Absolutely recommended.
I read this book with all the arrogance of a political and history junkie. I knew all the theories of why Afghanistan had failed as expressed by the "experts". I knew the tribal structure, the different groups, the power players and their histories. What I didn't know was
Instead I read a history of the conflict that has been going on in Afghanistan since the beginning of history.
The Afghan conflict is nothing new. It has been going on for centuries. The culture in Afghanistan is based on their tribes. There has always been tribal warfare. It is nothing new.
This book explains the culture of the Afghan people, and it helps to understand some of their beliefs, but to paint the Americans as barbaric and sometimes worse offenders of human rights over the Afghans seems a gross injustice. With all that has happened in Afghanistan before the American troops arrived, I find it hard that to tell the story of the Taliban being so willing to throw down arms and live peacefully.
Interesting book even if I can not belief it as non-fiction.

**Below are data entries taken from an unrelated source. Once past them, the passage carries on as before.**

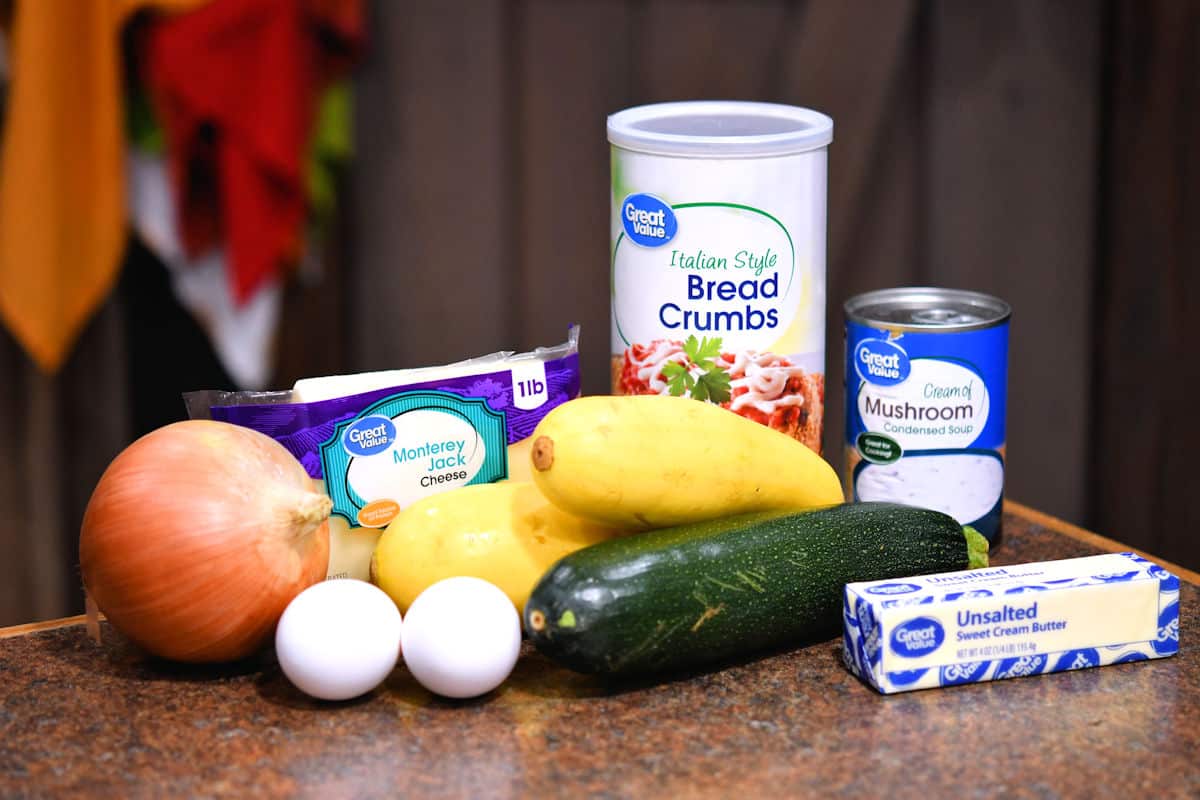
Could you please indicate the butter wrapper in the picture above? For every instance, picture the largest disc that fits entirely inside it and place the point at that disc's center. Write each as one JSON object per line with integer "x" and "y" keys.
{"x": 1009, "y": 621}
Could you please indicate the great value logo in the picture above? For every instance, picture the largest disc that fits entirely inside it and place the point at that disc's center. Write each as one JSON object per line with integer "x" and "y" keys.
{"x": 881, "y": 362}
{"x": 648, "y": 221}
{"x": 917, "y": 637}
{"x": 369, "y": 435}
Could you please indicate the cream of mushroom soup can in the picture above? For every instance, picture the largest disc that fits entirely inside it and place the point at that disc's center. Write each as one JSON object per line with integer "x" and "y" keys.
{"x": 718, "y": 258}
{"x": 927, "y": 374}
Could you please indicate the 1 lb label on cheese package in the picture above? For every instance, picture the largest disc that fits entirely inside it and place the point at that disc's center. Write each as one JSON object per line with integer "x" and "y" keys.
{"x": 378, "y": 441}
{"x": 1009, "y": 621}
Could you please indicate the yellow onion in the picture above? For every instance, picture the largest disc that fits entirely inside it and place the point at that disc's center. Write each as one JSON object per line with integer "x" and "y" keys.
{"x": 197, "y": 537}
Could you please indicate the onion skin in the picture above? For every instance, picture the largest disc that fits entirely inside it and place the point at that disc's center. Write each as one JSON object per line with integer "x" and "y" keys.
{"x": 197, "y": 537}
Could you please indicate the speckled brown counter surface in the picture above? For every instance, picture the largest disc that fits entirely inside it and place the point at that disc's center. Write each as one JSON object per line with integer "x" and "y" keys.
{"x": 83, "y": 720}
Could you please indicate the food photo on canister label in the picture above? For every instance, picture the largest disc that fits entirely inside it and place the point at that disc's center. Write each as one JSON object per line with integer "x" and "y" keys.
{"x": 718, "y": 258}
{"x": 925, "y": 396}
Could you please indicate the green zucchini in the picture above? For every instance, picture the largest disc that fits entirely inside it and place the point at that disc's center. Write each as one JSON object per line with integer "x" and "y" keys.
{"x": 691, "y": 595}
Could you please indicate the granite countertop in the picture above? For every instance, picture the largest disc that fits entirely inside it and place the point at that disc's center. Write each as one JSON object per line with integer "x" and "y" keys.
{"x": 82, "y": 719}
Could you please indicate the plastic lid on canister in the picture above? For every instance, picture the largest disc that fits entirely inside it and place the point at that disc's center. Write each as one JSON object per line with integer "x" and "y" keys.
{"x": 720, "y": 128}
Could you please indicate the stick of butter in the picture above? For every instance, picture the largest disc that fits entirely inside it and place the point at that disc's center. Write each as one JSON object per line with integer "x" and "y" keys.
{"x": 1008, "y": 621}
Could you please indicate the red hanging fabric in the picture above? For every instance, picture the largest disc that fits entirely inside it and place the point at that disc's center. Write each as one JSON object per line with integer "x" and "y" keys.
{"x": 235, "y": 85}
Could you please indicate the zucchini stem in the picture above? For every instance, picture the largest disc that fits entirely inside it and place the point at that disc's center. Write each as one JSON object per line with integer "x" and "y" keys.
{"x": 977, "y": 548}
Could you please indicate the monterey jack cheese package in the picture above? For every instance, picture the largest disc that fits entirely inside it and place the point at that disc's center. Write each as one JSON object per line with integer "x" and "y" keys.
{"x": 378, "y": 441}
{"x": 1008, "y": 621}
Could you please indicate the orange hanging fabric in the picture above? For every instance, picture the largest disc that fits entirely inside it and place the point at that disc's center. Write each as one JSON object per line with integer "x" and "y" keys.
{"x": 63, "y": 169}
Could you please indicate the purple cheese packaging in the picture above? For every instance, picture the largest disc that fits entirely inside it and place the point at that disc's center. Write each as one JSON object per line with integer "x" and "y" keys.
{"x": 378, "y": 441}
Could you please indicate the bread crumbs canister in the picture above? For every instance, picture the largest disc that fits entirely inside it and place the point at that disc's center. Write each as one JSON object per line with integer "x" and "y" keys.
{"x": 718, "y": 258}
{"x": 927, "y": 374}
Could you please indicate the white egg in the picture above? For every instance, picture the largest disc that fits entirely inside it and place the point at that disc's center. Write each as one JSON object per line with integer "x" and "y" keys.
{"x": 339, "y": 638}
{"x": 461, "y": 637}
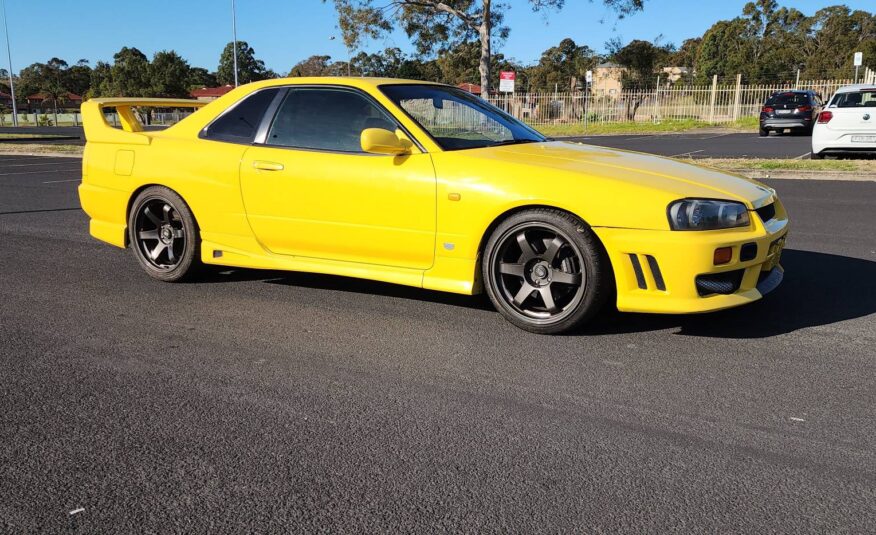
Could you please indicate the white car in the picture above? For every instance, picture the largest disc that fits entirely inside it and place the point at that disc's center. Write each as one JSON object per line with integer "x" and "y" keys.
{"x": 847, "y": 123}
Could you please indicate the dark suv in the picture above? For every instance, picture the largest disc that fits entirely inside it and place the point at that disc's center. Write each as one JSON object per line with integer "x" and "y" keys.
{"x": 795, "y": 110}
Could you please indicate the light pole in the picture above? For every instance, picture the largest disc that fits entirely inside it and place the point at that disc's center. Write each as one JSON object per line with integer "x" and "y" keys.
{"x": 9, "y": 57}
{"x": 234, "y": 39}
{"x": 349, "y": 61}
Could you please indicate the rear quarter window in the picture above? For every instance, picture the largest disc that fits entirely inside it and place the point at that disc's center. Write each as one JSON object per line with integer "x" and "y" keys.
{"x": 239, "y": 123}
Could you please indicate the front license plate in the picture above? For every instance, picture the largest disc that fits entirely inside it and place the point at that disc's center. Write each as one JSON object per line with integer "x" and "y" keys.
{"x": 774, "y": 254}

This was a First Reader copy provided by the publisher in exchange for an honest review.
The book title is true, and there is no good life for anyone in Afghanistan. Especially under the Taliban,
No invaders have ever done anything right in this horrible country, where the only thing that grows is poppies for opium. The terrain is so hostile that groups of poor farmers devolve into warring tribes. The US helps the warlords to overthrow the Soviets, who never belonged in their country either. Then the warlords, who were poor farmers, kill civilians during their protracted, useless battles. Schools and stores are closed during each regime. No one gets an education. Women are never permitted to leave their homes. Corrupt officials suck up to whomever's in power at the time and switch sides whenever the winds blows. And then the Taliban comes into power. And then the US backs Karzai, who can also rot in hell with his misbegotten wealth stolen from misguided relief efforts.
Honestly? I believe this entire country should be abandoned and set up as a no-man's land. Perhaps the various tribes could resettle in the surrounding countries like Uzbekistan, Tajikistan, Turkmenistan, Pakistan, Iran. The constant warfare, miserable daily lives of most of the citizenry, the overwhelming corruption, the invading armies who know nothing of the back history (or they'd stay far, far away)- the all of it make for as close to hell as can be imagined on this planet.
Reading about the war from the soldiers' point of view is like looking through a pin whole. This book pulls together 3 very different Afghan perspectives for a fuller (still incomplete) picture of what happened. Spoiler alert * in the end everyone is confused.